Tabular Data Contrastive Learning via Class-Conditioned and Feature-Correlation Based Augmentation

Read original: arXiv:2404.17489 - Published 5/1/2024 by Wei Cui, Rasa Hosseinzadeh, Junwei Ma, Tongzi Wu, Yi Sui, Keyvan Golestan

📊

Overview

Contrastive learning is a technique for pre-training machine learning models by creating similar views of the original data and encouraging the model to learn representations that bring the data and its corresponding views closer together in the embedding space.
This technique has been successful in domains like image processing and natural language processing, thanks to effective domain-specific data augmentation techniques.
However, in tabular data settings, the predominant augmentation technique of randomly swapping values has not been as effective.
The paper proposes a simple yet powerful improvement to this tabular data augmentation technique by conditioning the corruption on class identity.

Plain English Explanation

Contrastive learning is a way to pre-train machine learning models by first creating similar versions, or "views," of the original data. The model is then encouraged to learn representations that bring the original data and its corresponding views closer together in the embedding space. This technique has been very successful in areas like image processing and natural language processing, where the augmentation techniques used to create the different views are intuitive and effective.

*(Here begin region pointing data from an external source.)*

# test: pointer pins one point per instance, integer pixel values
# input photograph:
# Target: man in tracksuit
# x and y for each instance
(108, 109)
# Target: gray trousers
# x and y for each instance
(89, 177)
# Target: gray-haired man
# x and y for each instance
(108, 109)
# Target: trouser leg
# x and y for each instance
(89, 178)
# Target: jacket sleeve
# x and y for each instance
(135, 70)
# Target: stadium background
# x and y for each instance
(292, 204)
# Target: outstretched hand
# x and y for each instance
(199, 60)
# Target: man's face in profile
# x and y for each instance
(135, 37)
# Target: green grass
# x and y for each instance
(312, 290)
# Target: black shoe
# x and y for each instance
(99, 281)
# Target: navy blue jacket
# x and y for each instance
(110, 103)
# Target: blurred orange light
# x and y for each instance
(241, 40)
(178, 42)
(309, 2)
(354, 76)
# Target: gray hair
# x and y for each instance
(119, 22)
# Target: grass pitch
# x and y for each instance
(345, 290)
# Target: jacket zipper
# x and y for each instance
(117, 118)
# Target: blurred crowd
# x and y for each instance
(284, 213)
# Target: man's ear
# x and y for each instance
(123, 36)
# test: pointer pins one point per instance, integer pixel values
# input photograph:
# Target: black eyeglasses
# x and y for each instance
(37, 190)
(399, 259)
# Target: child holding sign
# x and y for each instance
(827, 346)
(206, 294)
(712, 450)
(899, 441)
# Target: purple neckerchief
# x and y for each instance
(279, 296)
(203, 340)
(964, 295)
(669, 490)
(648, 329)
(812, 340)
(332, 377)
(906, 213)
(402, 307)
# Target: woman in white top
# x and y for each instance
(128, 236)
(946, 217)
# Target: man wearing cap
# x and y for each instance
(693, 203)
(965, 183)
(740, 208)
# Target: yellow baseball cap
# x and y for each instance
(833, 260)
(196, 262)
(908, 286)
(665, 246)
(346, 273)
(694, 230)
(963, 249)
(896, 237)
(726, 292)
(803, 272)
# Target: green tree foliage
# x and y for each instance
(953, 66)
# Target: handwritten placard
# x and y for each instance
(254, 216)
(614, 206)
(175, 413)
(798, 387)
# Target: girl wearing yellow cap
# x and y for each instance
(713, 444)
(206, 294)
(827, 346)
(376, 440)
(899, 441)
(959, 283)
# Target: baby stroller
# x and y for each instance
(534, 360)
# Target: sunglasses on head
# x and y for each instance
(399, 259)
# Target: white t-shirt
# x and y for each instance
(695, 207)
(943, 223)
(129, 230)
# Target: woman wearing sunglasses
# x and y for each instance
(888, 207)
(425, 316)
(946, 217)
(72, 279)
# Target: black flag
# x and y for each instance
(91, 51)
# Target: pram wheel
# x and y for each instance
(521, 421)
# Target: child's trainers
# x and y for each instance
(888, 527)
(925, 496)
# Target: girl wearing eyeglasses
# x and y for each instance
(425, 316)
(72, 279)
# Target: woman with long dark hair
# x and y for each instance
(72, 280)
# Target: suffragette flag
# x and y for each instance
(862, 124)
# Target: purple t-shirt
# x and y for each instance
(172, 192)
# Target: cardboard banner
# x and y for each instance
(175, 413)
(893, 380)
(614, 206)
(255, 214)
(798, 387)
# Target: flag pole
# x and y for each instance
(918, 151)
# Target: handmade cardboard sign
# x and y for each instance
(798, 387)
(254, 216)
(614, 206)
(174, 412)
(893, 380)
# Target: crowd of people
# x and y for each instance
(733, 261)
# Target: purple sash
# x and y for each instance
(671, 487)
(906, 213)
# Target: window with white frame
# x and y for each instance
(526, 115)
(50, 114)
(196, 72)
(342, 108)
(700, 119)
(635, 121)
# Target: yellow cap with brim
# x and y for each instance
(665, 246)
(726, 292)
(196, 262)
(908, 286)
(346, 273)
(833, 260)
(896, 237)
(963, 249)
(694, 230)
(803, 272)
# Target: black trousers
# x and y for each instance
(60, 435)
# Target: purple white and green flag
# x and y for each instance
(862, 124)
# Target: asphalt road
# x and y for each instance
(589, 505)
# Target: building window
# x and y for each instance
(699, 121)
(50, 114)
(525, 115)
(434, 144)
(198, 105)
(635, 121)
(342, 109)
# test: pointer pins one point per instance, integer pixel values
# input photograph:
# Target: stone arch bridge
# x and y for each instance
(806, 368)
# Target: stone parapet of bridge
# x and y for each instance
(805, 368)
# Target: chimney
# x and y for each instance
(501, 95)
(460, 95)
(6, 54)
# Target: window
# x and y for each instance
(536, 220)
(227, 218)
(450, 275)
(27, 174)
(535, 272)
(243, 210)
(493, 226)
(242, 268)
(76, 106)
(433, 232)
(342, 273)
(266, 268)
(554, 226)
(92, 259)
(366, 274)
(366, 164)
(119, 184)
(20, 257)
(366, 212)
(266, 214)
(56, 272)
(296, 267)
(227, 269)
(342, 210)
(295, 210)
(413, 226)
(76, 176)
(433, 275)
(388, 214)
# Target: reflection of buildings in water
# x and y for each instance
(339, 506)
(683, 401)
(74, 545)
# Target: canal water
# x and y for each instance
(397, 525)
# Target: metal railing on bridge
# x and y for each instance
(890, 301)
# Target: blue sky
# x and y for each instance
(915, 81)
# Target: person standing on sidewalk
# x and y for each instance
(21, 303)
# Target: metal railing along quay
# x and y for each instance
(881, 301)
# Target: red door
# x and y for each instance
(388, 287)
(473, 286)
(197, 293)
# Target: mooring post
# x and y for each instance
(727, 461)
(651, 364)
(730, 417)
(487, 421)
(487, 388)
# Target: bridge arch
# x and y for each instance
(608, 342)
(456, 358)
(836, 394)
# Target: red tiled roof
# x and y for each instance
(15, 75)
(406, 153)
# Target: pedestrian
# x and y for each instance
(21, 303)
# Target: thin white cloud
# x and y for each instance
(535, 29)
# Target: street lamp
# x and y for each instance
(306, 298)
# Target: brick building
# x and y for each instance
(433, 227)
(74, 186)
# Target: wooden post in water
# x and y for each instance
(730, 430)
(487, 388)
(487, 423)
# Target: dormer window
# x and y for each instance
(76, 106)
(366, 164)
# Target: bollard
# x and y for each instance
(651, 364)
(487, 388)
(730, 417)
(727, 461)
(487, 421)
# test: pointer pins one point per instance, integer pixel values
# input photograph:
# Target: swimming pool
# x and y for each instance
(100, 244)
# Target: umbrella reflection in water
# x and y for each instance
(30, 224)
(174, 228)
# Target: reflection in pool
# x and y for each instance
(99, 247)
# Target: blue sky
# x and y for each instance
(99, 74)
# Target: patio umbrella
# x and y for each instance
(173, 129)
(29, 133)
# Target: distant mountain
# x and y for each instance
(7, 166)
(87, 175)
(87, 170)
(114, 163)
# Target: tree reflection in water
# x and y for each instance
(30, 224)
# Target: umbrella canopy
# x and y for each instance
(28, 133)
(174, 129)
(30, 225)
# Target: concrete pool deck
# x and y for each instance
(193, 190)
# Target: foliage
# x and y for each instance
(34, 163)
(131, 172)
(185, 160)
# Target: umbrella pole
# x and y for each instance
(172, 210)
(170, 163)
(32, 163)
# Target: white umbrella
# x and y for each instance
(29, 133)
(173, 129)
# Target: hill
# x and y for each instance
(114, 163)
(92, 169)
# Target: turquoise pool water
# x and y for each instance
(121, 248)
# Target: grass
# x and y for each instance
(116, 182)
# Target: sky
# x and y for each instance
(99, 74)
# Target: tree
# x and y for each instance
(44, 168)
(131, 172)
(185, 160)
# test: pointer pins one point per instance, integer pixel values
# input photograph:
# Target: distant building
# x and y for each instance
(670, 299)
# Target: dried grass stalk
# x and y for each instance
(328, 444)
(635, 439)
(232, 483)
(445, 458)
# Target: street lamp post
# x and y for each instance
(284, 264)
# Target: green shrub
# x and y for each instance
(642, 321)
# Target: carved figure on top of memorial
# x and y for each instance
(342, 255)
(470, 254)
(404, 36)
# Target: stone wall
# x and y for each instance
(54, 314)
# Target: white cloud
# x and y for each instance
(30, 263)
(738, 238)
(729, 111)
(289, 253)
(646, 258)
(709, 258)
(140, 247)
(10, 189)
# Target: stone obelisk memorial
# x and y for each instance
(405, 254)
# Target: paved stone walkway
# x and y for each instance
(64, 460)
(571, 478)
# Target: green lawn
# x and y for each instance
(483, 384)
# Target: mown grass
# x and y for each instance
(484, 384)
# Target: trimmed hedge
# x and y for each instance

However, when it comes to tabular data, the main way of creating these different views has been to randomly swap values in the table. This approach doesn't work as well. The paper proposes a simple but powerful improvement to this tabular data augmentation technique. Instead of randomly swapping values, the authors suggest corrupting the tabular entries based on the class identity of the data.

Specifically, when corrupting a value in a row, they only sample replacement values from rows that are in the same class as the original row. This helps preserve the underlying structure and relationships in the data. The authors also explore using feature correlation structures to decide which features to corrupt.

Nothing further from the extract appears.